Simataa joined Parliament in 2010 as deputy minister of information and communication technology before he was promoted to a ministerial post in 2018 by President Hage Geingob. !Narused became an MP in 1997 and started as deputy minister of fisheries until his promotion in 2008 to a ministerial post by former president Hifikepunye Pohamba.
A parliamentary source said towards the end of last year, MPs were called to the Government Institutions Pension Fund (GIPF) and briefed about their pension and benefits, with regard to politicians and other office bearers whose pension funds are managed by GIPF.
“They showed us how much we have accumulated and also explained that if we resign on or before 21 March this is the money we are going to get. I am hearing that if a minister resigns he gets a better package than the ones who stayed in Parliament… if he or she stays in there the contribution will continue but the government’s contribution will be reduced,” the source said.
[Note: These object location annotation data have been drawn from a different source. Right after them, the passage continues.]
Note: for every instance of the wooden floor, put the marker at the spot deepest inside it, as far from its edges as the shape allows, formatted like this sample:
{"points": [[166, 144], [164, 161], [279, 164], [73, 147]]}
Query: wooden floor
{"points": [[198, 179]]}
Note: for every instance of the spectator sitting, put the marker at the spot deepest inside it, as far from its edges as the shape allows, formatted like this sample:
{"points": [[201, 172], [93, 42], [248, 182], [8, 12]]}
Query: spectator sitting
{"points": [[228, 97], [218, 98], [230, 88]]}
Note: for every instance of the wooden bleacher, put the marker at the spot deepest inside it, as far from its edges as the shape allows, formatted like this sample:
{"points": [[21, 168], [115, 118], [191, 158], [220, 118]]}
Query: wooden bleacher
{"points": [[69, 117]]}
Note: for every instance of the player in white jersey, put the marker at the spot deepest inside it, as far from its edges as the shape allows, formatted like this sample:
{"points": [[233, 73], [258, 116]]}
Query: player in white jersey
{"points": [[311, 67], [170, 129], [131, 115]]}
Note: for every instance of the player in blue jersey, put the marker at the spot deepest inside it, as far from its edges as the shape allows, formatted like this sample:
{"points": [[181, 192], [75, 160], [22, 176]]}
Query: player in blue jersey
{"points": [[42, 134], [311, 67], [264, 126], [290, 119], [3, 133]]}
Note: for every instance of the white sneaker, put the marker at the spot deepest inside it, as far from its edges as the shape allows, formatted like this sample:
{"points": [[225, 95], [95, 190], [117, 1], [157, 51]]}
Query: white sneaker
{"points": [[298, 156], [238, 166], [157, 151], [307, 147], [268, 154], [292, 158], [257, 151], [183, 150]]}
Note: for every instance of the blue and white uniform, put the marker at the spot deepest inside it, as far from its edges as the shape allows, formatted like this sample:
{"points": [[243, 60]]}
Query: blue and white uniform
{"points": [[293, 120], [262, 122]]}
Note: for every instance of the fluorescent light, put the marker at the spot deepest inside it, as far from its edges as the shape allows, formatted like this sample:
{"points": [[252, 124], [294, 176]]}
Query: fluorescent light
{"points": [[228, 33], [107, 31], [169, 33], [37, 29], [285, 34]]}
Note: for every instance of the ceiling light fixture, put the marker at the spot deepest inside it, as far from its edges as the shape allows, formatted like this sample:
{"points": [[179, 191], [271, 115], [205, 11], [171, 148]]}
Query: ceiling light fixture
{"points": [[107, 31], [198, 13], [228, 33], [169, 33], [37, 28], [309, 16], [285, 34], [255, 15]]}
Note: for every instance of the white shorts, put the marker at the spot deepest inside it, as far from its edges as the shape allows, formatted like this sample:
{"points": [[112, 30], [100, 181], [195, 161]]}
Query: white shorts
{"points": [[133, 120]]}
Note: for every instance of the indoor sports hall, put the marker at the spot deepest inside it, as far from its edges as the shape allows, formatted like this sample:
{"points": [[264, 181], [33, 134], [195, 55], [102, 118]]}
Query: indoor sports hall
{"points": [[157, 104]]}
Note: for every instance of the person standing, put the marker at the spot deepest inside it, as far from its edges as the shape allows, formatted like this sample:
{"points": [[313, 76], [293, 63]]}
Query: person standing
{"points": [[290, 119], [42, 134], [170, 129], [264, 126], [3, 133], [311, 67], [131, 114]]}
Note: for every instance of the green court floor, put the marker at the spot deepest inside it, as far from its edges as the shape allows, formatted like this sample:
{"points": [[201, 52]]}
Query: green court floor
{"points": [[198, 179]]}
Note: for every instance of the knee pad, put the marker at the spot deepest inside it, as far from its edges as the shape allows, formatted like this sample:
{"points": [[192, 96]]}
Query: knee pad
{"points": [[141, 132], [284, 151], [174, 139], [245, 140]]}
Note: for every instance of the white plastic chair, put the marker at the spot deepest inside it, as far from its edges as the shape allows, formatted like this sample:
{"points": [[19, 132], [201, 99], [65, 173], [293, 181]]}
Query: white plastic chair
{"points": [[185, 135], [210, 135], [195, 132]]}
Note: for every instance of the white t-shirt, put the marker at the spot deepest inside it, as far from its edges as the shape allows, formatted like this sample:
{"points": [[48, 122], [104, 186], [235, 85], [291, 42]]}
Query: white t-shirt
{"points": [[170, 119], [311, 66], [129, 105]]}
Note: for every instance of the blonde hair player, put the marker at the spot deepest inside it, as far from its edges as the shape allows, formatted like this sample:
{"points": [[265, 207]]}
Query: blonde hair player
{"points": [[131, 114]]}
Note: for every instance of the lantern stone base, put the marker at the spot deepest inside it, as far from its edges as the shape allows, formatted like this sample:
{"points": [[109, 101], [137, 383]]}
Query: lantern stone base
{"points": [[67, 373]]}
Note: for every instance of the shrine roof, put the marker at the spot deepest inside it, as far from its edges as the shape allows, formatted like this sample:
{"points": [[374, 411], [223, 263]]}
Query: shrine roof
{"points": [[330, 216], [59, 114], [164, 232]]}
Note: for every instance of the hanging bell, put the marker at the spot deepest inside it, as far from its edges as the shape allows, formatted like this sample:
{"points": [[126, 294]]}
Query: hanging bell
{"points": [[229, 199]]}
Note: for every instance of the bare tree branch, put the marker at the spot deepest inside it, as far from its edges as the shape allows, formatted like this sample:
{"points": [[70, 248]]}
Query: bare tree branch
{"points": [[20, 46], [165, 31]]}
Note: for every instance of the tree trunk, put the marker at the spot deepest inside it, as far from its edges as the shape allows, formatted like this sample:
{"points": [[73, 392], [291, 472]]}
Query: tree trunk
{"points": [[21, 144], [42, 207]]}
Confidente understands that !Naruseb, as part of his retirement package is entitled to a lump sum payment equivalent to four months’ salary after his term in Cabinet, that covers both his time as deputy minister and the time he was served as minister, earning nearly N$1,1 million a year.
Simataa will also receive N$600,000 for each term he served in Parliament. This amount to around N$1.2 million, while !Naruseb will get more than N$2.4 million because he had served almost 23 years in Parliament.
A person with knowledge of MPs’ pension benefits said the formula for calculating benefits also applies to Simataa.
This publication further understands that a minister who leaves office after completing two terms – like Simataa who held a ministerial post for ten years – also gets a “loss of office benefit” equal to ten months’ pensionable salary, where the pensionable salary is 50 percent of the total package in place at the time he leaves office.
Had the two former ministers not resigned before receiving their first salaries as MPs last month they would be deemed ordinary Members of Parliament and would not qualify for ministerial retirement benefits. According to the source, pensionable salaries are based on contributions to the pension fund by ministers during their years in office, including as legislators.
Confidente is further informed that long serving Swapo MP Jerry Ekandjo also resigned from the National Assembly in November last year to claim his ministerial pension before the period lapsed.
Asked to explain his resignation, Simataa declined to comment, saying he had already given his reasons for resigning. Asked if his resignation was informed by fear of losing his ministerial pension, !Naruseb said: “I have nothing to comment and couldn’t care less with what people are alleged to be saying.”
A source at GIPF said that it is up to the ministers to decide whether they want to the whole sum at once or to get it in monthly payments. The chairperson of the Public Office Bearers Commission, Judge Sylvester Mainga, was not available when contacted yesterday for further clarification.